Windstream says FCC's mobile broadband testing should mirror wireline broadband

As a provider of wholesale services to the largest wireless operators, Windstream isn't down on mobile broadband, but the telco would like to see the FCC develop a standard method to test mobile broadband speeds.

The service provider said in an FCC filing that only after the regulator develops a testing program can it advocate the idea that mobile broadband is either complementary or a substitute for wireline broadband services.

"Only after the Commission has established such a testing program and examined usage patterns and the extent to which consumers use cellular service versus Wi-Fi can it come to informed conclusions regarding whether mobile broadband is a complement or a substitute to fixed service," Windstream said.  "Moreover, the Commission should refrain from imposing additional criteria and benchmarks for analyzing the availability of fixed broadband until it has developed the ability to test for such criteria with regard to mobile service and can apply benchmarks in a competitively neutral manner."

Although the FCC has been raising "concerns about the quality and reliability" of mobile and satellite-based data services, Windstream said that the regulator has "only come up with a mobile testing regime that does not produce reliable data or enable providers to make accurate disclosures regarding network performance."
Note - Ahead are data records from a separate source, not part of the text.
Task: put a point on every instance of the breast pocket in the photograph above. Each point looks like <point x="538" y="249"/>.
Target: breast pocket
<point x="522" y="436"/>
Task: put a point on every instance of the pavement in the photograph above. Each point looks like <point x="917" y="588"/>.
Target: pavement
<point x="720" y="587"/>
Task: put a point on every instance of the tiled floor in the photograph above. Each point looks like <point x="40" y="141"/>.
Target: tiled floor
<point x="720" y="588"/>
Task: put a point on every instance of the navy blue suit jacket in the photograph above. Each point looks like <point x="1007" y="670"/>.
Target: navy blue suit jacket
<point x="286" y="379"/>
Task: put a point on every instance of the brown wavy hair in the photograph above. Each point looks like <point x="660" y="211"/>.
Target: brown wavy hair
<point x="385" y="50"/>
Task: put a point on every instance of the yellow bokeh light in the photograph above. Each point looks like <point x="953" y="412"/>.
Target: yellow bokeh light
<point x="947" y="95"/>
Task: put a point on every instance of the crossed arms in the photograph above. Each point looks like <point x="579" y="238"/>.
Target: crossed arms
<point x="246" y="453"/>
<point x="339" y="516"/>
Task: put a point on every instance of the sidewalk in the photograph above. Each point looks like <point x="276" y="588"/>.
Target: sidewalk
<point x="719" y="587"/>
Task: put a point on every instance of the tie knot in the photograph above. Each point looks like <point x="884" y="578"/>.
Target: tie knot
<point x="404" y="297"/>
Windstream added that one of the problems with the FCC's Measuring Broadband America program for mobile broadband is it collects only crowdsourced data, which the Commission notes "comes from a self-selected group of users, and there often is little control for most tests regarding such parameters as when people implement the test, whether the test is performed indoors or outdoors, the geographic location of the tester, and the vintage of the consumer's device."

Due to these issues, Windstream suggested that the FCC should not impose any additional criteria and benchmarks to review the availability of wireline broadband until can test criteria on mobile services and apply benchmarks in what it says is a "competitively neutral manner."

This is not the first time Windstream has raised concerns about measuring mobile and wireline broadband data services. It also advocated that the FCC's proposed rules to realign the Lifeline program should not favor wireline or wireless service over another.

Windstream has also supported the FCC's proposal to permit low-income consumers to use the current subsidy toward a standalone broadband service. The telco currently offers its own standalone service called "Solo" in all of the states where it operates except Nebraska, whose PUC would not approve it. However, Windstream added that the FCC should permit consumers to "continue to use their subsidies toward voice offerings."